The university greenspace includes more than 200 hectares of reforested land and divides the land into two subwatersheds — the Ramsey Lake Subwatershed (including Ramsey, Bethel, and Laurentian) and the Nepahwin Lake Subwatershed (including Nephawin and Bennett). 

A wildlife corridor runs through the greenspace, and if you’re lucky enough, you can sometimes see moose, bear, fox, otters, beavers, as well as a wide variety of bird species. If this land is sold off for development, entire ecosystems will be at risk of destruction. The city’s water source, Ramsey Lake, will also be at risk. 

The argument will be, likely, that the greenspace is owned by the university, and that Sudburians have just managed to use it over the decades, not realizing that parts of it — even those that border on the Lake Laurentian Conservation Area — are owned by Laurentian. This is likely true. We do, I think, have a tendency to take our wilder spaces for granted, and perhaps it has taken this recent pandemic for some of us to realize that they are more crucial than first understood. 

One of my favourite places to walk to is Bennett Lake. You need to go down the Loach’s Road access road to a spot where a tiny wooden bridge crosses a feisty little brook. 

When you cross it, there are a series of paths that lead out to the edge of the lake. There’s a spot there, on a high rock, where I love to sit in the spring and quietly watch the geese return. 

What I love most is how the water and shoreline transforms itself through the seasons, and how the sky reflects it all in a sort of painterly way. I am taken by how light and weather moves in the sky. 

I love swimming in the rain, too, so I am taken by weather, as well. As a poet who is inspired by the beauty of what I see, I use photos that I take on hikes as ways to inspire me to write poetry that is of — and about — the environment and natural landscapes that surround us. This is poetry that purposefully raises awareness of ecological concerns, of how we live in the world as humans, being considerate of our impact on the environment.
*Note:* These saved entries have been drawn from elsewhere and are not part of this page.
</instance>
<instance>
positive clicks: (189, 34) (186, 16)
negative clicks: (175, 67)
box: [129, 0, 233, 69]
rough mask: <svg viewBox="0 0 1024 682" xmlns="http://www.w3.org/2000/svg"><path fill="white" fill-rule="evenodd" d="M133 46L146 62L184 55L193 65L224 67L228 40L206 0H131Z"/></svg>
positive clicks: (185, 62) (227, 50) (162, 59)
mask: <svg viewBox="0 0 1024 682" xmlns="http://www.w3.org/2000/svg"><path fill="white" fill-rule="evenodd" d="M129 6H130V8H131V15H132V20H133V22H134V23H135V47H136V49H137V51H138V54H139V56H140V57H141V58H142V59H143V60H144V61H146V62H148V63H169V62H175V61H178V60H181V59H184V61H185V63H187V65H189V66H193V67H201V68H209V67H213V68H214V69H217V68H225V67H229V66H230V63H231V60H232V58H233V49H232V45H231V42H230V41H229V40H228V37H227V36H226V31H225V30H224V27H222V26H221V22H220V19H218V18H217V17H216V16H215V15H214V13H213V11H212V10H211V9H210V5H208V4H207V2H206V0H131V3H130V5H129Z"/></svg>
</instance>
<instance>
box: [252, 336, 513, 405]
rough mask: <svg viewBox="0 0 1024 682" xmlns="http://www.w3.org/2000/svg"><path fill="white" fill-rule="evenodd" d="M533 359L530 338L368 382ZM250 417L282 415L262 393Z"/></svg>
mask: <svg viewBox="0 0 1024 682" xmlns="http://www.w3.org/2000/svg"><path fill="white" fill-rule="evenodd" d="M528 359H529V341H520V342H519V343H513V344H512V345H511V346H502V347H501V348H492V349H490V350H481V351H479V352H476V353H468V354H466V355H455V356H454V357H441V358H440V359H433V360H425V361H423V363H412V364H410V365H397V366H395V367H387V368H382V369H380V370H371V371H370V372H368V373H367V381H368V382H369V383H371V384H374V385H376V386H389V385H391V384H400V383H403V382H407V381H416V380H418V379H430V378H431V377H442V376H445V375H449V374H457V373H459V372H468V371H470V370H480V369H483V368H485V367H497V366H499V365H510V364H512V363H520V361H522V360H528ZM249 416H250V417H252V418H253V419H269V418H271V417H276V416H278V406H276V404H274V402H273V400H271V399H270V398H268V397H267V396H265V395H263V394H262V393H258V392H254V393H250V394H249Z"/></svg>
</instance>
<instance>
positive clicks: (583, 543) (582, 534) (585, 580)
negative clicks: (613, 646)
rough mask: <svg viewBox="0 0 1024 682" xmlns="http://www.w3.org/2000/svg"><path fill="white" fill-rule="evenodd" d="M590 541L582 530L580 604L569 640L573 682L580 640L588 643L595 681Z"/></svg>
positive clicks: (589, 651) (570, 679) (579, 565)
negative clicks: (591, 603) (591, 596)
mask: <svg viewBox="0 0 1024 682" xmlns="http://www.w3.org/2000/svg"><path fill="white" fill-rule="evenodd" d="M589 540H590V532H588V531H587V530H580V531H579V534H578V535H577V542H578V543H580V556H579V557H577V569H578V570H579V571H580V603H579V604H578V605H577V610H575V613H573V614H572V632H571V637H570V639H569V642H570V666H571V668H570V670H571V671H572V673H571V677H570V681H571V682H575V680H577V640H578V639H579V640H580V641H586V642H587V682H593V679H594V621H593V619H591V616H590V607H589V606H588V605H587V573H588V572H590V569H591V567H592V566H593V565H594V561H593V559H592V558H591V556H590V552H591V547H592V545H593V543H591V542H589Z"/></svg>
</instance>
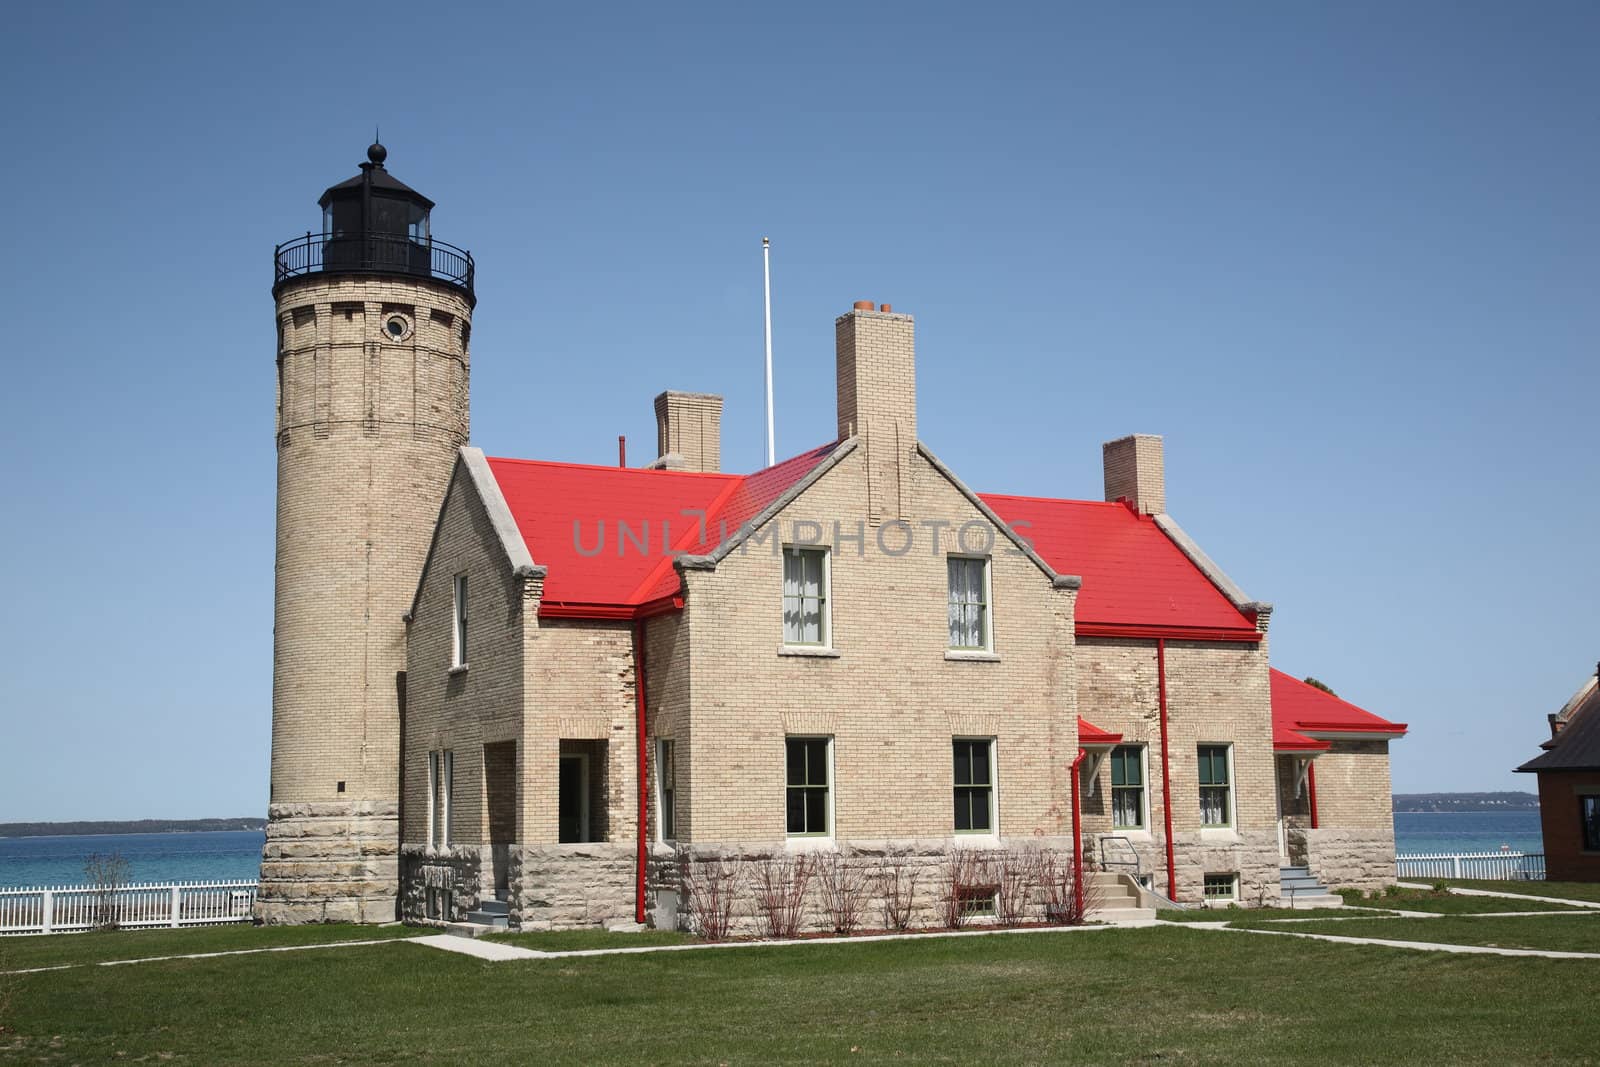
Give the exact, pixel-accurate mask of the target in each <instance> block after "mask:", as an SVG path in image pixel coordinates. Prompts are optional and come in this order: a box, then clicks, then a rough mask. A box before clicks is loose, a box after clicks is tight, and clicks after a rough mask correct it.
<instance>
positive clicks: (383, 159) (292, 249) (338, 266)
mask: <svg viewBox="0 0 1600 1067" xmlns="http://www.w3.org/2000/svg"><path fill="white" fill-rule="evenodd" d="M387 157H389V150H387V149H386V147H384V146H381V144H376V142H374V144H373V146H371V147H368V149H366V162H365V163H362V173H360V174H357V176H355V178H350V179H349V181H342V182H339V184H338V186H333V187H330V189H328V190H326V192H325V194H322V200H318V202H317V205H318V206H320V208H322V232H320V234H306V237H302V238H299V240H293V242H288V243H285V245H278V246H277V250H275V253H274V266H275V278H277V282H275V285H274V294H275V293H277V290H278V288H280V286H282V285H283V283H285V282H288V280H290V278H294V277H299V275H306V274H403V275H414V277H424V278H434V280H438V282H446V283H450V285H453V286H456V288H459V290H464V291H466V293H467V296H469V298H470V296H472V256H470V254H469V253H466V251H462V250H459V248H456V246H454V245H446V243H443V242H437V240H434V235H432V230H430V227H429V214H430V213H432V210H434V202H432V200H429V198H427V197H424V195H422V194H419V192H418V190H414V189H411V187H410V186H406V184H405V182H402V181H400V179H397V178H395V176H394V174H390V173H389V171H387V170H384V160H386V158H387Z"/></svg>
I worry that these greenspaces will vanish because of the financial quagmire at the university. These spaces aren’t just for the enjoyment of those of us who live here now, but also for those who will come afterwards. There will always be threats to ecosystems that need protecting. It’s sad, but true. Sadder still would be that we wouldn’t speak up to advocate for their conservation. 

The following poem is inspired by my love of the trails that weave through the university property, but also by the many trails in the Lake Laurentian Conservation Area.

Love Letter 

Go beyond trails, off well marked routes,
set your feet onto desire paths worn deep into earth. 
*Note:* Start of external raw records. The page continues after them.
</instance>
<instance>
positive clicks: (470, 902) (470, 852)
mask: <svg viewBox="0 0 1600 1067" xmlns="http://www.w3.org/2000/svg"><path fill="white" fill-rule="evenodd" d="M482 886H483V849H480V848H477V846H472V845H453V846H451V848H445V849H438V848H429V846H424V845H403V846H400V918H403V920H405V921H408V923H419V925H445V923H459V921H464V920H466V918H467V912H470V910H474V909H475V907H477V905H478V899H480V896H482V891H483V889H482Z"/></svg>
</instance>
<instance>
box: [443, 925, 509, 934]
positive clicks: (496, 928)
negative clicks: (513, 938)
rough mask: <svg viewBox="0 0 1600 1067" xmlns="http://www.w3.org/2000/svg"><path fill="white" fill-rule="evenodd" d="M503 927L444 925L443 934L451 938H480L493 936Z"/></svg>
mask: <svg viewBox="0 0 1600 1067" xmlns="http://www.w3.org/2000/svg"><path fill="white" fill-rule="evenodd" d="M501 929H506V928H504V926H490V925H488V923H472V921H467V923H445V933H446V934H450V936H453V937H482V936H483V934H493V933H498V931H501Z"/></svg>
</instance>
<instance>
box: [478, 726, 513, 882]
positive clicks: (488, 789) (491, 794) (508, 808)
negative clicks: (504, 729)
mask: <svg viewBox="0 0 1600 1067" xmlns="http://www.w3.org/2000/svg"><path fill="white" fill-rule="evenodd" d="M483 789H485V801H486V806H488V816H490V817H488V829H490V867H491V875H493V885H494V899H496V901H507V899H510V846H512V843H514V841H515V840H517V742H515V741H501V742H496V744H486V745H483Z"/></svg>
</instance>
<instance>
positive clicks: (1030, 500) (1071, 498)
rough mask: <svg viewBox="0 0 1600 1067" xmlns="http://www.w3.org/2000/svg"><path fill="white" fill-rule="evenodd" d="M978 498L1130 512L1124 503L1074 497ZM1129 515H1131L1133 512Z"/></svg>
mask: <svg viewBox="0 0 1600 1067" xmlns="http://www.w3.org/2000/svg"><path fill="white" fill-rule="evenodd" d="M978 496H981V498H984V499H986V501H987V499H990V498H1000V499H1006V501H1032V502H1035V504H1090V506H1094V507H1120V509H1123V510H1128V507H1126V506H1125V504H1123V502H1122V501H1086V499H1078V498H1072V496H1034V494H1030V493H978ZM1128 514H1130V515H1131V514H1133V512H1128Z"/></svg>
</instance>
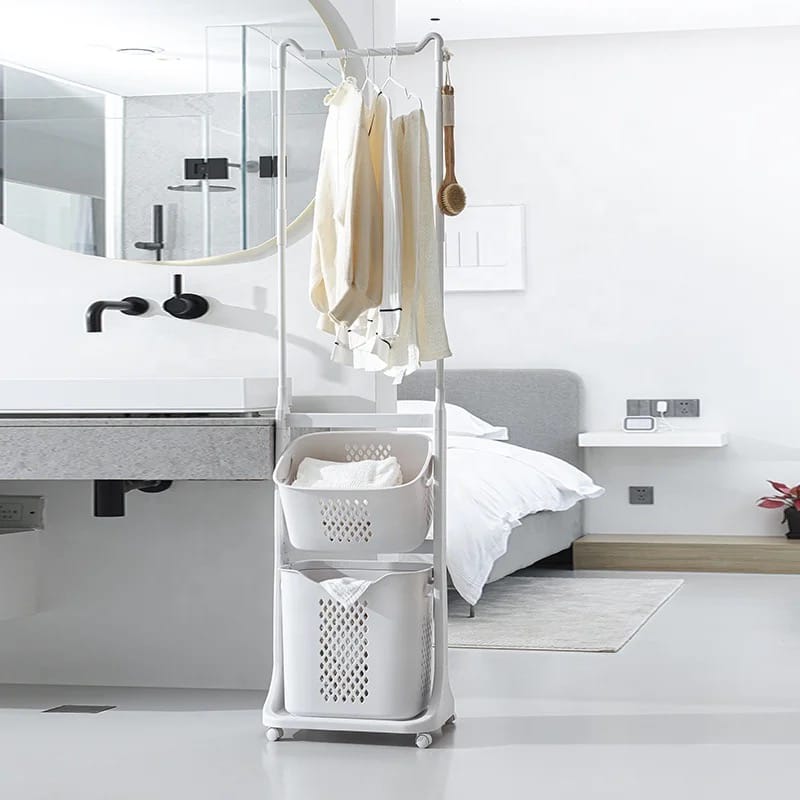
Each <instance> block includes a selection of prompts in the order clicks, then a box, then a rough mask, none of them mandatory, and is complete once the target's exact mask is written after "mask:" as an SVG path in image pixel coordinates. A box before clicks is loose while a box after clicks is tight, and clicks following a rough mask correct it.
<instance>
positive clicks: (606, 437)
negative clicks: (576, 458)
mask: <svg viewBox="0 0 800 800" xmlns="http://www.w3.org/2000/svg"><path fill="white" fill-rule="evenodd" d="M727 444H728V434H727V432H726V431H659V432H658V433H638V432H637V433H632V432H628V431H588V432H587V433H581V434H578V445H579V446H580V447H725V445H727Z"/></svg>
Catch sight of goose wings tipped in greeting, 
beaver slapping its tail, or loon calling echoes across lake. 

Stand for a minute, well rooted in this place.
Plant your feet into the ground. Then breathe. 

Like a birch, look to the sky above, 
bend in gratitude with thanks for these spaces.

Kneel down. Put palms to texture of stubborn rock, 
feel lichen, twigs, and cast-off bits of pine—cone or needle.

Write a love letter to this place on birch bark with your fingernail.
Press it, along with star flower and poem, between pages in a book. 

Go beyond marked trails, then, and remember that 
we are here for just a blink of an eye, the beat of a heart.

Others will follow, later, long after we have gone. 
What love letter from the woods will they be left to read?

Kim Fahner lives and writes in Sudbury. She has published five books of poetry and is the Ontario Representative for The Writers' Union of Canada (2020-22), a full member of the League of Canadian Poets, and a supporting member of the Playwrights Guild of Canada. She was Poet Laureate for the City of Greater Sudbury from 2016-18. She also loves a good walk in the bush.